Por Adis
Pequeñas tragedias cotidianas, y un homenaje al amor fugaz.
—Me parece muy interesante lo que haces —escribió él en un primer mensaje ignorado.
—Qué bendición poder ver esos ojos —dijo luego, respondiendo a mi fotografía recién publicada en esa red que, según mi experiencia, une vidas. Otro intento más.
—Gracias —respondí por educación.
No todos los días aparece un joven diez años menor que una, cuya foto de perfil —un rostro deliberadamente incompleto— parece un presagio de lo que iba a suceder. Aunque el tema de los años lo supe después.
El tiempo.
Tiempo al tiempo, dicen quienes no comprenden la prisa de quien construye cosas inciertas sobre el aire. De quien lucha batallas sabiendo que están perdidas, pero continúa.
Así vivía yo: en una especie de combate perpetuo de egos, mientras las emociones se dormían, una por una.
—Anota mi número. No espero el tuyo, pero si algún día quieres escribir, estaré esperando —dijo, en uno de esos últimos mensajes que hoy releo, tratando de atrapar emociones para guardarlas en mi puñito de café.
Café, pantallas, libros, alcohol… esas herramientas que usamos para evadir verdades que no queremos ver, pero tampoco ignorar.
Textos diarios.
—¿Ya desayunaste? ¿Qué comiste? ¿Qué harás hoy?
Las conversaciones se volvieron rutina. Y yo, con un vacío tan grande como su presencia, me hice a su tamaño para dejarlo entrar.
Error. Hay momentos en los que la piel del alma se vuelve porosa y creemos que toda compañía es un refugio.

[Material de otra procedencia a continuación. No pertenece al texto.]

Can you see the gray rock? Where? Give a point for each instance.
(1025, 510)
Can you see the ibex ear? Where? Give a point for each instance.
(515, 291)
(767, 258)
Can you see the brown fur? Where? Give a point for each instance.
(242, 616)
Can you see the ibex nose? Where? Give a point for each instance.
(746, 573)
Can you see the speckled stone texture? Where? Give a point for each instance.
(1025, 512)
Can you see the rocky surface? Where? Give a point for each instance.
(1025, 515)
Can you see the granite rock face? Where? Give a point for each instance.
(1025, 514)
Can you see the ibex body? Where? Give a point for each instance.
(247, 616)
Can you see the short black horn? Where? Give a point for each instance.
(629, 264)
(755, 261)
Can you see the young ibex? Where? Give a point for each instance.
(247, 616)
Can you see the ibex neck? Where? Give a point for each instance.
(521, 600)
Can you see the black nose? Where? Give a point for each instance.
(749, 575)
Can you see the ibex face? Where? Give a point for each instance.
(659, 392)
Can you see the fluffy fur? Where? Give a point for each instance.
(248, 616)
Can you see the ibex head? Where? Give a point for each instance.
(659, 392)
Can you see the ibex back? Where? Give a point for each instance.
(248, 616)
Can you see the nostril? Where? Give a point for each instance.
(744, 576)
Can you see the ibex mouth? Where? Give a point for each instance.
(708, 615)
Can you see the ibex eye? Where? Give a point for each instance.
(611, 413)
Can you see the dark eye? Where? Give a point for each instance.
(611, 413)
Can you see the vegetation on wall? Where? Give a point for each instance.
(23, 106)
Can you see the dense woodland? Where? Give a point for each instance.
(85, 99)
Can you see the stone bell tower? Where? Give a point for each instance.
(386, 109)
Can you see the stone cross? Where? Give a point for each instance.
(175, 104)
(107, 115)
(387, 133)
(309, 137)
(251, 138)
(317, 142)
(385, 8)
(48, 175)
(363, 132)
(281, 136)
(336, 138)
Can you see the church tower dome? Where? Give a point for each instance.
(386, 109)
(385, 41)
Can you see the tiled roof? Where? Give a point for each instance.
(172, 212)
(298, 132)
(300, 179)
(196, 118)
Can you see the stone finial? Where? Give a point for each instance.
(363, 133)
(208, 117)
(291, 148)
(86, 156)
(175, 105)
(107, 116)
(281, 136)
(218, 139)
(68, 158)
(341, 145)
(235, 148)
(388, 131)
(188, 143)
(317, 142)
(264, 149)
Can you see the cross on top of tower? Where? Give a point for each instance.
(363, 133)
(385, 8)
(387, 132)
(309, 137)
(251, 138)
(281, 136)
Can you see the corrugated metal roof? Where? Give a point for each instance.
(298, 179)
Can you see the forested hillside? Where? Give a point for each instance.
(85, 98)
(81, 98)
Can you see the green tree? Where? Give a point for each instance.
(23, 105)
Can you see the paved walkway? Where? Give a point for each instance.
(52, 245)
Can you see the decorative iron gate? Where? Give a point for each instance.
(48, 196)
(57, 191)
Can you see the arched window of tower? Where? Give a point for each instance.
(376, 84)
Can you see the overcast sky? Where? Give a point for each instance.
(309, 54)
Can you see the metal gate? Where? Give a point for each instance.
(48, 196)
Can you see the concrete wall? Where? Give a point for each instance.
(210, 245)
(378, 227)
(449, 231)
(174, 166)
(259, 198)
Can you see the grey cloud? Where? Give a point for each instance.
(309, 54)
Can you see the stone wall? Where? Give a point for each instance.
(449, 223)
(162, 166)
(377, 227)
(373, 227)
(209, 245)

—Me están dando ganas de ir a verte —dijo convencido.
—Ven, pero no podré atenderte. Trabajo todo el día y los fines de semana tengo compromisos. Estoy atrapada.
El siguiente fin de semana, él ya estaba en la ciudad. Y yo, tan voluble como siempre, primero dije no, y minutos después, ya tenía todo listo para recibirlo.
Esa noche que llegó, me tomó del brazo y me besó, como en aquella foto que me había enviado días antes, para tantear mi reacción.
Durante tres días, nos perdimos en el olor a humedad, en el agua de la cascada, en el arcoíris, entre piedras resbaladizas… en las tazas de café.
Me perdí en su sonrisa, en sus ojos bellos y pequeños, en su cabello.
Miedo.
—Te dio miedo. Remordimiento. Eso fue lo único que vi en ti. ¡Te ganó la culpa! —me dijo, como si repitiera un mantra para convencerse.
Y quizás tenía razón. Tenía miedo a la libertad que él, sin saberlo, me ofrecía, y que yo sujeté sin pensar, sin entender que estaba a un paso de dejar todo por nada, aunque a veces, esa nada es lo mejor que podemos tener.
Me enamoré. Y lo asfixié con palabras y poemas que nunca bastaron para que se quedara. Con preguntas que ya no quiso responder. Hasta que, un día, fue claro… y se fue.
¿De quién fue el miedo al final?
Tiempo después, con el corazón agradecido, sanado y zurcido, viajé a su ciudad con una bolsa de café. No lo busqué. No quise verlo. Solo dejé el paquete en un lugar donde sabía que sus manos lo encontrarían.
Me dejó dos pequeños amores, llamitas en el corazón, que aunque no mencioné aquí, nunca olvidaré; y la confirmación de que las personas importantes llegan en el momento justo, aunque sean fugaces y su propósito solo se entienda cuando ya no están. Al término de todo, cada quien ofrece lo que el corazón le alcanza, lo que el tiempo le ha enseñado a dar.
Y el café, amargo como el final, fue lo último que quedó entre nosotros.